Small cell carcinoma (SCC) of the prostate is a rare and recently recognized subtype of prostate cancer. The neuroendocrine component of the prostate carcinoma is becoming more frequently detected in classic adenocarcinoma of the prostate. Clinically, these tumors represent a considerable portion of so called androgen independent prostatic carcinomas. It has been hypothesized that the neuroendocrine cells being admixed with adenocarcinoma is selected and emerges as a hormone refractory carcinoma after the androgen blockade. The SCC shows a spectrum from a mixed adenocarcinoma with SCC component to the extreme case of pure SCC. Characteristically, prostatic SCC shows low measurable serum level of traditional prostate tumor marker, prostatic specific antigen (PSA). Instead, SCC secretes several neural peptides and calcitonin (CT) is one of them. The usefulness of serum CT as a neuroendocrine marker was evaluated retrospectively in 16 patients with SCC of the prostate (5 pure SCCs and II combined adenocarcinoma and SCCs). The serum CT was measured by radioimmunoassay. In all the patients, serum CT level was measured after SCC was diagnosed histologically.
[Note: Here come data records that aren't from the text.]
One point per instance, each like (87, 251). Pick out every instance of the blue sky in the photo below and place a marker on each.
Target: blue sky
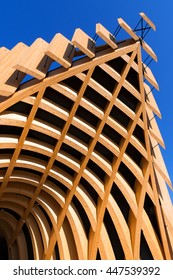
(25, 21)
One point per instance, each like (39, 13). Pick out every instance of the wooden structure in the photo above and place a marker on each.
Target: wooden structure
(81, 172)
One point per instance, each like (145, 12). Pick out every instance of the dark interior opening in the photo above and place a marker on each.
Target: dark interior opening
(3, 248)
(145, 252)
(114, 238)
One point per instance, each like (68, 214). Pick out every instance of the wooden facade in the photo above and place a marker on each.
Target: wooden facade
(81, 172)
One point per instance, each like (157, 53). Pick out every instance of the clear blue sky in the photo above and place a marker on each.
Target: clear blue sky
(25, 21)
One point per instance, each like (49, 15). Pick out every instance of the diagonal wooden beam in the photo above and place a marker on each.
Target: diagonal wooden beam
(54, 154)
(21, 141)
(90, 150)
(102, 204)
(151, 168)
(61, 74)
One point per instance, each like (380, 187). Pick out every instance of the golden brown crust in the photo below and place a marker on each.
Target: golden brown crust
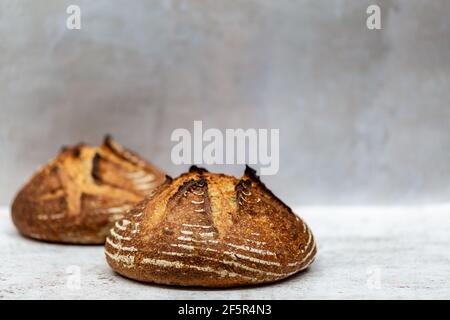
(76, 197)
(212, 230)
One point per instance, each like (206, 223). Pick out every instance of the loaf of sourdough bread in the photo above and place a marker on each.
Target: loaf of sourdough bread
(77, 197)
(211, 230)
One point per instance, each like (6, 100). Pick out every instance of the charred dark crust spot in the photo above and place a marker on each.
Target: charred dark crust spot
(76, 152)
(122, 152)
(95, 173)
(251, 174)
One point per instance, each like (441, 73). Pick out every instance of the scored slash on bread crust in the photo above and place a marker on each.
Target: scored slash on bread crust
(211, 230)
(77, 197)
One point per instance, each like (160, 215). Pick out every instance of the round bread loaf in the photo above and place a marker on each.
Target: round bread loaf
(211, 230)
(77, 197)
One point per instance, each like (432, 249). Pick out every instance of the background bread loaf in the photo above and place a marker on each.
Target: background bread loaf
(76, 197)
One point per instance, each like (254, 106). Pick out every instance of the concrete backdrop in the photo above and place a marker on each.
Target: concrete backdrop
(364, 115)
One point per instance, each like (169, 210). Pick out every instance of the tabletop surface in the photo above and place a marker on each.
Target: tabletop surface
(363, 253)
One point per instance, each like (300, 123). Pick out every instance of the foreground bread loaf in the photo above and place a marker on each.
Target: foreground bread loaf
(212, 230)
(76, 197)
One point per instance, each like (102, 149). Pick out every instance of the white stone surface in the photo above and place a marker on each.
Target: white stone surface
(405, 248)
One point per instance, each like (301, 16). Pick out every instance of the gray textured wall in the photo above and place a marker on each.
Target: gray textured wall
(364, 115)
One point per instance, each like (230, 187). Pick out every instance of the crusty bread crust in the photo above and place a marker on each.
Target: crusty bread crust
(211, 230)
(77, 197)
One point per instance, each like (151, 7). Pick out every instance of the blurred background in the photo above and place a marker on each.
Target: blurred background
(364, 115)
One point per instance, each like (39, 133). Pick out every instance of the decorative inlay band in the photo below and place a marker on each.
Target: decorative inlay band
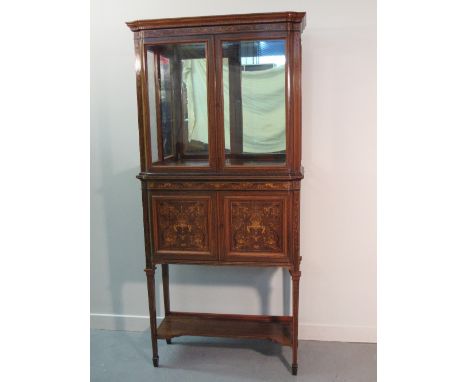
(152, 185)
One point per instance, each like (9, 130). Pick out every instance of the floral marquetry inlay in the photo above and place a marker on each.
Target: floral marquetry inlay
(183, 225)
(257, 226)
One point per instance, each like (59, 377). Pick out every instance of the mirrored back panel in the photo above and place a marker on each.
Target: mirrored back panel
(254, 94)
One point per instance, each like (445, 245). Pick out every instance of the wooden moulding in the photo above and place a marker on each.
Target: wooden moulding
(243, 186)
(224, 20)
(275, 328)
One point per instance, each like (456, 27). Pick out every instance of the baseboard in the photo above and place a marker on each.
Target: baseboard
(307, 331)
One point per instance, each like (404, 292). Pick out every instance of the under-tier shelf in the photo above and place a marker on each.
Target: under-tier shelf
(274, 328)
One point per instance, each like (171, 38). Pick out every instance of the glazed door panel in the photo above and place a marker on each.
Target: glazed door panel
(184, 226)
(254, 227)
All 16 patients presented with advanced tumor with extensive metastasis. Nine (56 percent) out of 16 cases showed elevated serum CT (range 42 approximately 2,654 pg/ml) and chemically supported the diagnosis of SCC. Owing to the retrospective nature of the study, the serum CT was measured only once in most of the cases, and the value of monitoring the disease progress or the responsiveness to the chemotherapy could not be evaluated. Survival analysis by logrank test did not show statistically significant prognostic value of serum CT in SCCs of the prostate. However, patients with extremely high serum CT level tend to have poor survival. Future studies are needed for further evaluation of serum CT as a disease monitor and prognostic marker in SCC of the prostate. Serum CT may have a role as a tumor marker in the early diagnosis of SCC of the prostate, which often is not diagnosed until the advanced stage.
前列腺小细胞癌(SCC)是一种罕见且最近才被认识的前列腺癌亚型。前列腺癌的神经内分泌成分在经典的前列腺腺癌中越来越频繁地被检测到。临床上,这些肿瘤占所谓雄激素非依赖性前列腺癌的相当一部分。据推测,与腺癌混合的神经内分泌细胞在雄激素阻断后被选择并演变成激素难治性癌。SCC表现出从具有SCC成分的混合腺癌到纯SCC的极端情况的一系列表现。典型的是,前列腺SCC显示传统前列腺肿瘤标志物前列腺特异性抗原(PSA)的血清水平可测量值较低。相反,SCC分泌几种神经肽,降钙素(CT)就是其中之一。对16例前列腺SCC患者(5例纯SCC和11例腺癌与SCC合并病例)进行回顾性评估血清CT作为神经内分泌标志物的效用。通过放射免疫测定法测量血清CT。在所有患者中,在组织学诊断SCC后测量血清CT水平。所有16例患者均表现为晚期肿瘤并伴有广泛转移。16例病例中有9例(56%)血清CT升高(范围为42至约2654 pg/ml),从化学角度支持SCC的诊断。由于该研究的回顾性性质,大多数病例中血清CT仅测量一次,无法评估监测疾病进展或化疗反应性的价值。通过对数秩检验进行的生存分析未显示血清CT在前列腺SCC中有统计学意义的预后价值。然而,血清CT水平极高的患者往往生存较差。需要进一步的研究来进一步评估血清CT作为前列腺SCC疾病监测和预后标志物的作用。血清CT可能在前列腺SCC的早期诊断中作为肿瘤标志物发挥作用,前列腺SCC通常直到晚期才被诊断出来。